Shortest path visiting all nodes [BFS]

Time: O(Nx2^N); Space: O(Nx2^N); hard

An undirected, connected graph of N nodes (labeled 0, 1, 2, …, N-1) is given as graph.

graph.length = N, and j != i is in the list graph[i] exactly once, if and only if nodes i and j are connected.

Return the length of the shortest path that visits every node. You may start and stop at any node, you may revisit nodes multiple times, and you may reuse edges.

Example 1:

Input: graph = [[1,2,3],[0],[0],[0]]

Output: 4

Explanation:

  • One possible path is [1,0,2,0,3]

Example 2:

Input: graph = [[1],[0,2,4],[1,3,4],[2],[1,2]]

Output: 4

Explanation:

  • One possible path is [0,1,4,2,3]

Constraints:

  • 1 <= len(graph) <= 12

  • 0 <= len(graph[i]) < len(graph)

1. Breadth First Search [O(Nx2^N), O(Nx2^N)]

Intuition

A path ‘state’ can be represented as the subset of nodes visited, plus the current ‘head’ node. Then, the problem reduces to a shortest path problem among these states, which can be solved with a breadth-first search.

Algorithm

Let’s call the set of nodes visited by a path so far the cover, and the current node as the head. We’ll store the cover states using set bits: k is in the cover if the kth bit of cover is 1.

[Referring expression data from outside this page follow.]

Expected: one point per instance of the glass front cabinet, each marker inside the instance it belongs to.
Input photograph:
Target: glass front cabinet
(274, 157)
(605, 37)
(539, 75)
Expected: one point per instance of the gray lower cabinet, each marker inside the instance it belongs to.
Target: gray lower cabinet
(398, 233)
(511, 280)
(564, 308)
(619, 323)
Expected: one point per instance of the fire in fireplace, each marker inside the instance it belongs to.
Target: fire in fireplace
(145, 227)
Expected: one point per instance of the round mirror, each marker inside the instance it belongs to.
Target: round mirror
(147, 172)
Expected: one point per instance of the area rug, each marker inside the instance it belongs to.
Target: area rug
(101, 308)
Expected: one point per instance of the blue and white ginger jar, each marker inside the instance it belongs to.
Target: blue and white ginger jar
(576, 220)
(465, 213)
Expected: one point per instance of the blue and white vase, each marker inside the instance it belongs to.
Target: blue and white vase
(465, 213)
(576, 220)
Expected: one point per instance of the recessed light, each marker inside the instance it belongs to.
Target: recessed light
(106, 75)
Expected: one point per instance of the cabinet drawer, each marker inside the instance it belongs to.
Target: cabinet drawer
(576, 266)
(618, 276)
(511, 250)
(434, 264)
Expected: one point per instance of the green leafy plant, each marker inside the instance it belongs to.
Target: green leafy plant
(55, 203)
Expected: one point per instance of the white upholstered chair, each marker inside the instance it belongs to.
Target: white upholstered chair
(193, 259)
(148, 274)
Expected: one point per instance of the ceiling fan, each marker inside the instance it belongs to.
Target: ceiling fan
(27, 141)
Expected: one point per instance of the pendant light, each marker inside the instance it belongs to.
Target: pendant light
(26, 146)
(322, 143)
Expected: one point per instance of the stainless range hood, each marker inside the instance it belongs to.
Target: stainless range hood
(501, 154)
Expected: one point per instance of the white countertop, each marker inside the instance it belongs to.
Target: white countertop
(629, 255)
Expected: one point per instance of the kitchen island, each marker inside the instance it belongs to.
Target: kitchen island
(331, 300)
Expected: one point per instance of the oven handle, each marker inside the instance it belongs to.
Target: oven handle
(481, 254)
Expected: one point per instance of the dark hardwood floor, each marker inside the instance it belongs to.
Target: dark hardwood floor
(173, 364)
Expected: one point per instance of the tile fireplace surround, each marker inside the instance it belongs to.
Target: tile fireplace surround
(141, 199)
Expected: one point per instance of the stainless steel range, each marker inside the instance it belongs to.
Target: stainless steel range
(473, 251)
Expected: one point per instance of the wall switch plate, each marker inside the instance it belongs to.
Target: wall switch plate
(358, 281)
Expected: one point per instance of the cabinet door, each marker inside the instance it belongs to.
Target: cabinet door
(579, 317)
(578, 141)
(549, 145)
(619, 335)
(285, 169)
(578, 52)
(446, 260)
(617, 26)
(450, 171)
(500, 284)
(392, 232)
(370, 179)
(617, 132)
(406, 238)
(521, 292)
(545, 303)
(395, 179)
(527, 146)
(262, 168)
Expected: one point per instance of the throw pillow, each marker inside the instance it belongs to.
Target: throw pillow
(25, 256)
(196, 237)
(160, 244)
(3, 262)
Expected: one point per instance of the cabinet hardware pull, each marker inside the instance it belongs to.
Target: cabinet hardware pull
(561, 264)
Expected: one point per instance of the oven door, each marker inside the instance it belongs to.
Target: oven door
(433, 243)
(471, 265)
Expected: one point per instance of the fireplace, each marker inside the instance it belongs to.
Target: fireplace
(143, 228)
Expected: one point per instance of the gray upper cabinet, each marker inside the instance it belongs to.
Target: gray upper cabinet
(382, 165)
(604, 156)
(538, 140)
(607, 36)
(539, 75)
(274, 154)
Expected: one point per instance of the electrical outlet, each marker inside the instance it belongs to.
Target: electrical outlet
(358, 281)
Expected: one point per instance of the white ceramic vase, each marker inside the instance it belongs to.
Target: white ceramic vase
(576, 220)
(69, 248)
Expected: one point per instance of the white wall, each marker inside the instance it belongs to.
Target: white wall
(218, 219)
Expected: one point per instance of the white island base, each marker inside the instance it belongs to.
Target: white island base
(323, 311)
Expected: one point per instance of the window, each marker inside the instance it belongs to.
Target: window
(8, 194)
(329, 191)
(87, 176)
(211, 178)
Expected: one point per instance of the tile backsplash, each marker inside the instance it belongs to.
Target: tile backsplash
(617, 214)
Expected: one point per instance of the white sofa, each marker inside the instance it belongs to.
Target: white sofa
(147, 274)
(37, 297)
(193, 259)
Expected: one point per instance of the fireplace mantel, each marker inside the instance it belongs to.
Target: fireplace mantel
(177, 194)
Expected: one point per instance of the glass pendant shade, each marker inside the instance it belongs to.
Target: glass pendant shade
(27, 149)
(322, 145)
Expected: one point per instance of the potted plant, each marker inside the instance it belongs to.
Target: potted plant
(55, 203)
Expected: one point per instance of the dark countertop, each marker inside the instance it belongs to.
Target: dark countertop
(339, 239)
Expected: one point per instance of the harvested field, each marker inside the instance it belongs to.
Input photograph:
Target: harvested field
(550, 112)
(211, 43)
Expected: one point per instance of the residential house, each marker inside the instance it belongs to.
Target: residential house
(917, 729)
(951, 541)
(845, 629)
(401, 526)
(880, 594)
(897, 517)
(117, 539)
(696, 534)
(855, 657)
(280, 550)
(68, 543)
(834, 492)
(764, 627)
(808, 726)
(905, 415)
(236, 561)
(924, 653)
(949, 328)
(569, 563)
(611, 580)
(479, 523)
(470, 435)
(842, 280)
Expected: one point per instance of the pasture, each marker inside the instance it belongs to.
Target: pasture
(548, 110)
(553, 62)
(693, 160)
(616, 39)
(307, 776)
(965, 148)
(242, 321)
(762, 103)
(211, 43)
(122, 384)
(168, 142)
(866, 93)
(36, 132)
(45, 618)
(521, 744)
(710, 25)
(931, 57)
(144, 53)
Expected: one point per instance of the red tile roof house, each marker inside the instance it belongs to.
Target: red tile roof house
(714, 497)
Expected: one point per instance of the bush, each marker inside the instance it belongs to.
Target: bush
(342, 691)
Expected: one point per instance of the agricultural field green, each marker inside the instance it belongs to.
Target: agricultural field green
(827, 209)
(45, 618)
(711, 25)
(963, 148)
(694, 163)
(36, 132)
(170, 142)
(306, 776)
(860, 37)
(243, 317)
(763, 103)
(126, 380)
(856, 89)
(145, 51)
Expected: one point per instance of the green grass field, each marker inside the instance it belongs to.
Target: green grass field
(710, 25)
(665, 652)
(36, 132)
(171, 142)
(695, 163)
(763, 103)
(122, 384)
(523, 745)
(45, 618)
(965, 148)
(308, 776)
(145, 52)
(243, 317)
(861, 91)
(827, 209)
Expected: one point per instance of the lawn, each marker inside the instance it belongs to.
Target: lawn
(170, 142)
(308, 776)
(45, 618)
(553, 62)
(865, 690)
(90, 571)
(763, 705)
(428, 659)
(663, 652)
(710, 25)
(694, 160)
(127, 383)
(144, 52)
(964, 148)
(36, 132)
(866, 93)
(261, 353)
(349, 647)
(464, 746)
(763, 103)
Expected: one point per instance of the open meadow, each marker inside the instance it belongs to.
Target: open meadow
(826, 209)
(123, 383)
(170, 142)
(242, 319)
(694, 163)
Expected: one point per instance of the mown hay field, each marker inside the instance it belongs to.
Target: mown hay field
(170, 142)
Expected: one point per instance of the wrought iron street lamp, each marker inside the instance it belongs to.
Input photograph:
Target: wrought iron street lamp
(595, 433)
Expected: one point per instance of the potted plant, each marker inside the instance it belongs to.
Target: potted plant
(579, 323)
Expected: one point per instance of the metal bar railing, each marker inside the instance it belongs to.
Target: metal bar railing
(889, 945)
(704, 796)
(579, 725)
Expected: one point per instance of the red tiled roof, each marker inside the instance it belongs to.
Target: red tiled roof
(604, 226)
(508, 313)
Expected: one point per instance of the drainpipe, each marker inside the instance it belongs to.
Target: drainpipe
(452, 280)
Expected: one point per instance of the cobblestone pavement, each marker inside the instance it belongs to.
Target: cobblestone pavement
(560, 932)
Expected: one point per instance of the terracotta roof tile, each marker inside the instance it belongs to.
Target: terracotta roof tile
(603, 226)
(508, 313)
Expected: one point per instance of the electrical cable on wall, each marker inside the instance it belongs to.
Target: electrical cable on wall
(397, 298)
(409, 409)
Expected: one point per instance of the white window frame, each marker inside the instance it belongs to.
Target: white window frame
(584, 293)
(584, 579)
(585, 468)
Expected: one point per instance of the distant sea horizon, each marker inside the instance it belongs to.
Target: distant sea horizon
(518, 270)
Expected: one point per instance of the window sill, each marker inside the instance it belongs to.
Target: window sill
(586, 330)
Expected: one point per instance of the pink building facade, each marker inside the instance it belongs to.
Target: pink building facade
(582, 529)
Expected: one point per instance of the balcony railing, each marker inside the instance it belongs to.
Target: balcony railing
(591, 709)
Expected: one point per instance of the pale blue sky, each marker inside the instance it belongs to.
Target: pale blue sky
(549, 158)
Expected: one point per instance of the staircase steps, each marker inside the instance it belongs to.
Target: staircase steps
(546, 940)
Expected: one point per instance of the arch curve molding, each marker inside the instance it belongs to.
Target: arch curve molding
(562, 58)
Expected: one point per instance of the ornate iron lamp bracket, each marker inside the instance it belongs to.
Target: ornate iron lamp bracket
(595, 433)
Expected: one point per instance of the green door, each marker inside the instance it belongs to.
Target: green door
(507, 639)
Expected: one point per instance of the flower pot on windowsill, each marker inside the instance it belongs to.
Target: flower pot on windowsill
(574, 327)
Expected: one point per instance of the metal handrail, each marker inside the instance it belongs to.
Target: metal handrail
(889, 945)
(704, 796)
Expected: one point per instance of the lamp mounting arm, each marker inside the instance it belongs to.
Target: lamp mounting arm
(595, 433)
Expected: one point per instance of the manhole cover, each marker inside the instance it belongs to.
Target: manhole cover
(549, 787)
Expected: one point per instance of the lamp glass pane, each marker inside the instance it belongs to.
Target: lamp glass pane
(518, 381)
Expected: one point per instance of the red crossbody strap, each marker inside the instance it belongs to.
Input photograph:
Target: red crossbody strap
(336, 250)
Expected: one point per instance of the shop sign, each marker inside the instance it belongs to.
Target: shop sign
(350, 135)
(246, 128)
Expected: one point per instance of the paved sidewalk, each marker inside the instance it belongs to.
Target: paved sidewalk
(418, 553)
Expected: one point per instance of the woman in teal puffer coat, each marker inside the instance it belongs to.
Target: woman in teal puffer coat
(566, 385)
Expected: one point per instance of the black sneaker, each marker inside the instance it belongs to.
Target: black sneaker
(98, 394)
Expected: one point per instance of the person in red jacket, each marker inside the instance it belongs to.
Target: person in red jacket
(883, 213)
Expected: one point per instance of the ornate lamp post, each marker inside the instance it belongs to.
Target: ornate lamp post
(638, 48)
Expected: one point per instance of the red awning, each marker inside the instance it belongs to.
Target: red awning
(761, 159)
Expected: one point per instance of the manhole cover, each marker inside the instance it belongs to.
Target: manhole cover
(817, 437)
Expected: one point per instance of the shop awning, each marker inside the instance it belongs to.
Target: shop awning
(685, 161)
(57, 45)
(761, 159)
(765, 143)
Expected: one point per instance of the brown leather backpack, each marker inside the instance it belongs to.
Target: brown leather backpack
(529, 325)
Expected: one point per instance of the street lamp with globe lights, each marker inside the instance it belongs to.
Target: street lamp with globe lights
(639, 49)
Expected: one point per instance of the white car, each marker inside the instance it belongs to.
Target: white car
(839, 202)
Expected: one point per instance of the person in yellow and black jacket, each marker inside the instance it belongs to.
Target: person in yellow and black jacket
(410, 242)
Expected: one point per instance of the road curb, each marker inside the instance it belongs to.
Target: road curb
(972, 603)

For states state = (cover, head), we can perform a breadth-first search on these states. The neighbors are (cover | (1 << child), child) for each child in graph[head].

If at any point we find a state with all set bits in it’s cover, because it is a breadth-first search, we know this must represent the shortest path length.

[14]:

import collections

class Solution1(object):

    def shortestPathLength(self, graph):
        """
        :type graph: List[List[int]]
        :rtype: int
        """
        N = len(graph)
        queue = collections.deque((1 << x, x) for x in range(N))
        dist = collections.defaultdict(lambda: N*N)
        for x in range(N):
            dist[1 << x, x] = 0

        while queue:
            cover, head = queue.popleft()
            d = dist[cover, head]
            if cover == 2**N - 1:
                return d

            for child in graph[head]:
                cover2 = cover | (1 << child)
                if d + 1 < dist[cover2, child]:
                    dist[cover2, child] = d + 1
                    queue.append((cover2, child))

[15]:

s = Solution1()

graph = [[1,2,3],[0],[0],[0]]
assert s.shortestPathLength(graph) == 4

graph = [[1],[0,2,4],[1,3,4],[2],[1,2]]
assert s.shortestPathLength(graph) == 4

2. Dynamic Programming [O(Nx2^N), O(Nx2^N)]

[16]:

import collections

class Solution2(object):
    """
    Time: O(N*2^N)
    Space: O(N*2^N)
    """
    def shortestPathLength(self, graph):
        """
        :type graph: List[List[int]]
        :rtype: int
        """
        dp = [[float("inf")]*(len(graph))
              for _ in range(1 << len(graph))]
        q = collections.deque()

        for i in range(len(graph)):
            dp[1 << i][i] = 0
            q.append((1 << i, i))

        while q:
            state, node = q.popleft()
            steps = dp[state][node]

            for nei in graph[node]:
                new_state = state | (1 << nei)
                if dp[new_state][nei] == float("inf"):
                    dp[new_state][nei] = steps+1
                    q.append((new_state, nei))

        return min(dp[-1])

[17]:

s = Solution2()

graph = [[1,2,3],[0],[0],[0]]
assert s.shortestPathLength(graph) == 4

graph = [[1],[0,2,4],[1,3,4],[2],[1,2]]
assert s.shortestPathLength(graph) == 4